As we’d like to do register allocation, we will only pay attention to read and write instructions because these define when a variable is “live” (i.e., in use) and needs to be stored in a register. A variable is considered live if there has been an instruction to read it (onto a register) or if it’s being referenced by the current instruction (need to bring it onto a register if not already present). A variable stops being live when it gets written out of the register (back into RAM or other slower memory). Note that, somewhat unintuitively, a read puts a variable onto a register, whereas a write removes a variable from a register.

Variable Interference in Programs

Finally: we want to assign each variable in a program to a specific register. Generally, each register can only store one variable at a time. Thus, variables that are live at the same time in the program cannot be stored in the same register. To represent this, we can construct a variable interference graph: if two variables are live at the same time, they “interfere” and must be placed on different registers (i.e., they need to be colored differently). If two variables don’t interfere at all in the course of program execution, we can make more efficient use of our registers by putting the second variable on the same register as the first, once the first is no longer live. Once we construct this interference graph, we can simply run our graph coloring algorithm on it to match registers to variables!

Constructing the Interference Graph

Interference Graph Construction: Example Walkthrough

Consider the following program: p = [Read 0, Read 1, Write 0, Read 2, Read 3, Write 1, Write 2, Write 3]. This is the first program you are tested on.

  1. Initialize new NodeGraph of size 4 (as there are 4 unique variables, {0, 1, 2, 3}).
  2. Construct reverse_p = [Write 3, Write 2, Write 1, Read 3, Read 2, Write 0, Read 1, Read 0].
  3. Initialize an empty set live.
  4. Go through each instruction in reverse_p:
    • Write 3: add 3 to live.
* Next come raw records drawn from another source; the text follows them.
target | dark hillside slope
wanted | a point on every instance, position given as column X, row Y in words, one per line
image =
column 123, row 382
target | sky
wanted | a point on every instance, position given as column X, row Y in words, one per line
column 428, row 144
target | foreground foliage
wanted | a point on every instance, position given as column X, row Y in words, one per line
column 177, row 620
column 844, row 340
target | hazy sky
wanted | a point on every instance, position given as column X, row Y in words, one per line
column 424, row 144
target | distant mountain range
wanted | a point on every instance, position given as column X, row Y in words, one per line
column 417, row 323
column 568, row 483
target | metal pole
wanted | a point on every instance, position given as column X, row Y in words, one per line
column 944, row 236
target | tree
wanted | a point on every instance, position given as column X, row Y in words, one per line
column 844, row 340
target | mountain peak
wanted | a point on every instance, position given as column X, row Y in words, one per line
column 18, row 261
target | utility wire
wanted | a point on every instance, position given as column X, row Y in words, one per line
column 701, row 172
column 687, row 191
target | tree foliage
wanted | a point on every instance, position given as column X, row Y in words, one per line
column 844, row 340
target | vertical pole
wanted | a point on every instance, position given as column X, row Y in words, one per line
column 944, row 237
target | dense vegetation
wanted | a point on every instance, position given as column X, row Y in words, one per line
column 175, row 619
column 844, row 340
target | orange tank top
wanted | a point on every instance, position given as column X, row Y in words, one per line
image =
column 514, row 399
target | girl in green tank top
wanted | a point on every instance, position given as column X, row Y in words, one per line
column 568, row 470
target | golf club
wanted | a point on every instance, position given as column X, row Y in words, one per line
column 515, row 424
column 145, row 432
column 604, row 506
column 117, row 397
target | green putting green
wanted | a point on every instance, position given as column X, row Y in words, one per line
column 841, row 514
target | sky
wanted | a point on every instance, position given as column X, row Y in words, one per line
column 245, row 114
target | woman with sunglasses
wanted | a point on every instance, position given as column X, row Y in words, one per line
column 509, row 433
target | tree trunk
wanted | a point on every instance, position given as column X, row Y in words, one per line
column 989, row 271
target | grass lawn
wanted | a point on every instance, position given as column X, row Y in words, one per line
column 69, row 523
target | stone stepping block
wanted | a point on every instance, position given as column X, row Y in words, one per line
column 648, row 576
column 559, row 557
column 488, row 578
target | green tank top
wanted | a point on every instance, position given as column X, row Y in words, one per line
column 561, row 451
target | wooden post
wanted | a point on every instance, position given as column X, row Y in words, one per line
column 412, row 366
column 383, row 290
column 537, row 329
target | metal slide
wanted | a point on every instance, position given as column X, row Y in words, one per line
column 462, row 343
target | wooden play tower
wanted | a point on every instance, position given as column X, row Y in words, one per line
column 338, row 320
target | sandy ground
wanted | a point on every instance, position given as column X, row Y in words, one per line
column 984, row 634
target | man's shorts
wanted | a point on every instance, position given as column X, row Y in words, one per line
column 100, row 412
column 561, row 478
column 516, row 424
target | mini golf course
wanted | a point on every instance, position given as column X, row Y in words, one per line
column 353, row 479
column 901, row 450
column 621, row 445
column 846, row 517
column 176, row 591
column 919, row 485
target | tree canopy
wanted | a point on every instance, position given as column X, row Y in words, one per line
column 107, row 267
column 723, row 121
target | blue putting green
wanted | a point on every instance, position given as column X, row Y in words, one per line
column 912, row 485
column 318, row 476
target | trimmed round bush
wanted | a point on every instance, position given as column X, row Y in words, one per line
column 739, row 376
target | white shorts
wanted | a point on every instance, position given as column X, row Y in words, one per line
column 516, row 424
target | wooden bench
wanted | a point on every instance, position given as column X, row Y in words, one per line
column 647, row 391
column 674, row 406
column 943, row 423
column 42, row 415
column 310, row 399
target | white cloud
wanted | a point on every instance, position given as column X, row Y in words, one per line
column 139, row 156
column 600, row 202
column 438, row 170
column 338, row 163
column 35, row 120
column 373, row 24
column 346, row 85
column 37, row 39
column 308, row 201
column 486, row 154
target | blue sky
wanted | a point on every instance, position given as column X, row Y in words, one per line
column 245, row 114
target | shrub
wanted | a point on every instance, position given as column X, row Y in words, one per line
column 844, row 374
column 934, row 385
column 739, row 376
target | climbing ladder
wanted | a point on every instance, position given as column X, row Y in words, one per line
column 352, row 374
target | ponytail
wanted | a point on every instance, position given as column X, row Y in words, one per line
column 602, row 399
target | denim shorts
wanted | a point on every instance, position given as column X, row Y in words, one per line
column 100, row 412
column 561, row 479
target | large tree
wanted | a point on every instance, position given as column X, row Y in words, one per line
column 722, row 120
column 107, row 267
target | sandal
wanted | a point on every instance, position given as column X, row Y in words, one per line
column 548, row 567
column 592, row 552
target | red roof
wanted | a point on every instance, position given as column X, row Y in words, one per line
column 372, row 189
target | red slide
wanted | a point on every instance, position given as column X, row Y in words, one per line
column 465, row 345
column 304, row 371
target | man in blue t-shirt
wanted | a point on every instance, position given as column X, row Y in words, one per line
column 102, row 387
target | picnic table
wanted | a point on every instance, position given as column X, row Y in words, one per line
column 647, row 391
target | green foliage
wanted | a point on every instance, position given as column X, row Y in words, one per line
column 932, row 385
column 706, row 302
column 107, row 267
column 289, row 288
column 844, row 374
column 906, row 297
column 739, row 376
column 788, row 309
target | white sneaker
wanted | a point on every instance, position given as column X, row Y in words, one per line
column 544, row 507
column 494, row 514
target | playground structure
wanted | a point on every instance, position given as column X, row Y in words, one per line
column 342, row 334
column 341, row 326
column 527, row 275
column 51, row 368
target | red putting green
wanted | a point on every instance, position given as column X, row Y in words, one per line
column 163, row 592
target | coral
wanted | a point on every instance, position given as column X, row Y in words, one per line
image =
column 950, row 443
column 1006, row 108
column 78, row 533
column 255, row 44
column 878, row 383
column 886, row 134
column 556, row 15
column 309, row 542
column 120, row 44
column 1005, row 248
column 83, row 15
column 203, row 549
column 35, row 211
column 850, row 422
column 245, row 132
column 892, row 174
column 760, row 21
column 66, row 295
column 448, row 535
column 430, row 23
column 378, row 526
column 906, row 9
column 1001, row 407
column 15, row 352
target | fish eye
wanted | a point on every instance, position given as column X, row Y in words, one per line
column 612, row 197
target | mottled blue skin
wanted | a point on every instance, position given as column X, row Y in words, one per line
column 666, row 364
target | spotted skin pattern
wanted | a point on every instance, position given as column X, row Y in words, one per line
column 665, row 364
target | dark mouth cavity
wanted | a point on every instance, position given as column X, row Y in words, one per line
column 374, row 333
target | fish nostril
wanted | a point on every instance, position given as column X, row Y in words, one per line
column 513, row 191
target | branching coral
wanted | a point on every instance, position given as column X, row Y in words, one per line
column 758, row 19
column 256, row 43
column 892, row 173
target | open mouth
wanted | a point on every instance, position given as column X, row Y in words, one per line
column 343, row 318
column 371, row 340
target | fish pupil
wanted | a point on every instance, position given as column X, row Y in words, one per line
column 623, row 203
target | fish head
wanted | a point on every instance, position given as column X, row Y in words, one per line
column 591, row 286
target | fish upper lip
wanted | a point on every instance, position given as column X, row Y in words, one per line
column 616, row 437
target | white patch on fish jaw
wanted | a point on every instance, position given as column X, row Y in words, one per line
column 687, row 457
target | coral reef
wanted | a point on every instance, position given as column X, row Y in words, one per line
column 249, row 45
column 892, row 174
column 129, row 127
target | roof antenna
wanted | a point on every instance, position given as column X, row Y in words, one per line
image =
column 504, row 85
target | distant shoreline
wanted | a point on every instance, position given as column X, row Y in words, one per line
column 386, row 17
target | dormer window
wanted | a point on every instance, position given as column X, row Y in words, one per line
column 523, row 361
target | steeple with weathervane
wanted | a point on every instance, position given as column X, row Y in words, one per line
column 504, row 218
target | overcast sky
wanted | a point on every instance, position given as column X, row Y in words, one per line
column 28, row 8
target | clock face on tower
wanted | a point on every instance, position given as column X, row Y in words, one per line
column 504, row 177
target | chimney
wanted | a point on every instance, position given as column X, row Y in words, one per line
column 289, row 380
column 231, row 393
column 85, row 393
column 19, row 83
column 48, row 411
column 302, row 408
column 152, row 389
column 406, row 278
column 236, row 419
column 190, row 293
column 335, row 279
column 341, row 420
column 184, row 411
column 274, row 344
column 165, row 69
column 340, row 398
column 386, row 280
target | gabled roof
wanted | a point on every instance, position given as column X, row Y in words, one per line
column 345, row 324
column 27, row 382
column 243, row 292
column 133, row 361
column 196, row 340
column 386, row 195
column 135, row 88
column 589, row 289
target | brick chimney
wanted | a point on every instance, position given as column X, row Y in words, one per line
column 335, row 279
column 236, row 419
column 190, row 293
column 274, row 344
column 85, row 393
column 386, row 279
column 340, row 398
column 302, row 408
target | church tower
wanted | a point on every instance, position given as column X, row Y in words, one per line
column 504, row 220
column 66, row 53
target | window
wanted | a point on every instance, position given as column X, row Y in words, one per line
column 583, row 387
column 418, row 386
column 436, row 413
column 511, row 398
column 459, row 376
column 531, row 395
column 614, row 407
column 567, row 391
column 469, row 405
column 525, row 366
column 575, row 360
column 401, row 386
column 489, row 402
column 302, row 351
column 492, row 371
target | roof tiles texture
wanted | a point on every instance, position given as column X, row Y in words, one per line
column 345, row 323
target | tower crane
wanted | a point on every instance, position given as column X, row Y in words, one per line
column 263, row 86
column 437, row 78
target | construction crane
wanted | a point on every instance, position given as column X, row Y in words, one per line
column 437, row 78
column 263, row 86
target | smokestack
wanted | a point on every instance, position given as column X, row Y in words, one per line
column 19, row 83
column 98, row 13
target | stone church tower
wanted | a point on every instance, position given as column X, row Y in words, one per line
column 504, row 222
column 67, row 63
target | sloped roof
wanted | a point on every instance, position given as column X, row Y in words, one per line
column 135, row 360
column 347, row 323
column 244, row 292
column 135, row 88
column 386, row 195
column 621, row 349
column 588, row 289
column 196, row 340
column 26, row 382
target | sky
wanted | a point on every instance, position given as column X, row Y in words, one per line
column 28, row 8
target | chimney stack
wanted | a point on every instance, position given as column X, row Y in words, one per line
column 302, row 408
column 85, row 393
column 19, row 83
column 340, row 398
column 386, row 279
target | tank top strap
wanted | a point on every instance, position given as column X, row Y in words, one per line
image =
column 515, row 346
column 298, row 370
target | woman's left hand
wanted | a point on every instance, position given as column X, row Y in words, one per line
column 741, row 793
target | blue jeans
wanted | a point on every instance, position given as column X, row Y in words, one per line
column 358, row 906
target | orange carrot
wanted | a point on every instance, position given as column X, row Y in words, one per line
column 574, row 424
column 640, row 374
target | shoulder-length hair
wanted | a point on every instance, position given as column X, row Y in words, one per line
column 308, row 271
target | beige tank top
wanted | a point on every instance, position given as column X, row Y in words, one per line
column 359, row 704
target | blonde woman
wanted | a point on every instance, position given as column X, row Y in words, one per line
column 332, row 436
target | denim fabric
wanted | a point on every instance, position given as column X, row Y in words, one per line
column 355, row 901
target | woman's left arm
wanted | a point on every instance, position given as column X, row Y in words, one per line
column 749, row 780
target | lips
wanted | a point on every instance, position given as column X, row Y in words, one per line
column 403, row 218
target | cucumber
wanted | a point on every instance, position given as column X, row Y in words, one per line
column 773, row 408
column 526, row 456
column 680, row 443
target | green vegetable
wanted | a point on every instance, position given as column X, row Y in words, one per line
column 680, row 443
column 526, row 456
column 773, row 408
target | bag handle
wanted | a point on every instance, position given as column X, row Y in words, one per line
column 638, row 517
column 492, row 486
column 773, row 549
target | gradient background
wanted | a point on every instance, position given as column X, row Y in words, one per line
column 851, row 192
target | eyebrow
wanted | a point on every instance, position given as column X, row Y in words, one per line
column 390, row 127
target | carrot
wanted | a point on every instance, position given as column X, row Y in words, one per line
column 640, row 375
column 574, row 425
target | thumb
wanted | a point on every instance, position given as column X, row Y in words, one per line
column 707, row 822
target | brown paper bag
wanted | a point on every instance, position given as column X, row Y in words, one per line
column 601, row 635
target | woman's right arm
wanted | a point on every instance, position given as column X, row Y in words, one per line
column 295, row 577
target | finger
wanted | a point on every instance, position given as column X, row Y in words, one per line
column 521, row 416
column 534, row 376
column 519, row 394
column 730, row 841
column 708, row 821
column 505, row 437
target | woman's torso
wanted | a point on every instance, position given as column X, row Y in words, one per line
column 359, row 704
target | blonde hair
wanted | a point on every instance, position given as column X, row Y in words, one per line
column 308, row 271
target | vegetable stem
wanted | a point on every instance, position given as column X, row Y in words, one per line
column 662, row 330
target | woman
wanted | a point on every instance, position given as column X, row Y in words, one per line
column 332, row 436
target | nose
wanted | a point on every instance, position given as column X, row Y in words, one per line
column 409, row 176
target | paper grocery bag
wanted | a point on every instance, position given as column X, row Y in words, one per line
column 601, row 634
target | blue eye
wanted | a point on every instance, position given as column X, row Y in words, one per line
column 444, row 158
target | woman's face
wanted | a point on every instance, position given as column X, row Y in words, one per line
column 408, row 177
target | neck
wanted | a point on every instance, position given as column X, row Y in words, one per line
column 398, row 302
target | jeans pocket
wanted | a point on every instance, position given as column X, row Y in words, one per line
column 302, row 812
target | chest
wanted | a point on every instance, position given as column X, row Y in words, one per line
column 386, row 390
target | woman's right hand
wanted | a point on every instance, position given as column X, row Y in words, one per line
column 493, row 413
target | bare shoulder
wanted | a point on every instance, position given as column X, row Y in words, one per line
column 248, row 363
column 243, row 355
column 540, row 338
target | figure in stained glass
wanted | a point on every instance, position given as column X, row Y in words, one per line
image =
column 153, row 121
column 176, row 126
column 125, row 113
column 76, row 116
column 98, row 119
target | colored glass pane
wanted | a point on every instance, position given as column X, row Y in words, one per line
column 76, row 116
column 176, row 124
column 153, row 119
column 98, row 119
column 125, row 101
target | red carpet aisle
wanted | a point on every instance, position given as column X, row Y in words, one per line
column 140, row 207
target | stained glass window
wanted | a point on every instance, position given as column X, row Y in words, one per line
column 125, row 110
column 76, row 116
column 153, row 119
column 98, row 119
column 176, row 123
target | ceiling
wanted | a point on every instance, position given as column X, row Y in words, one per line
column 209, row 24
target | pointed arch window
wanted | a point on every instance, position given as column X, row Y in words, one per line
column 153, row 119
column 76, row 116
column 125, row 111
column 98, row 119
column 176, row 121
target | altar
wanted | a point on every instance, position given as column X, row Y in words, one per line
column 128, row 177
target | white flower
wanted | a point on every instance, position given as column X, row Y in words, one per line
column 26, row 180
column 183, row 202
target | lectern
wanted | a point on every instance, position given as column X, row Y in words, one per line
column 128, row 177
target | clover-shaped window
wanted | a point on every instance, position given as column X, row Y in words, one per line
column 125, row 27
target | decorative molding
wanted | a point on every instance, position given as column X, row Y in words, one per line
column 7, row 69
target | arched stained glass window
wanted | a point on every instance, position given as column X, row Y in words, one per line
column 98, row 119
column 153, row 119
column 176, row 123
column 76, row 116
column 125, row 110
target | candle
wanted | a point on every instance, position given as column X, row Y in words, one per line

There are no other live variables yet so do nothing.
    • Write 2: add 2 to live. 3 is also live, so add an edge between (2,3).
    • Write 1: add 1 to live. 2,3 are also live, so add an edge between (1,2) and (1,3).
    • Read 3: remove 3 from live. No new edges to create.
    • Read 2: remove 2 from live. No new edges to create.
    • Write 0: add 0 to live. 1 is also still live, so add an edge between (0,1).
    • Read 1: remove 1 from live. No new edges to create.
    • Read 0: remove 0 from live. No new edges to create.
  5. Return your graph!
  6. Draw the graph out for yourself to see that this can be optimally colored using only 3 colors (i.e., registers).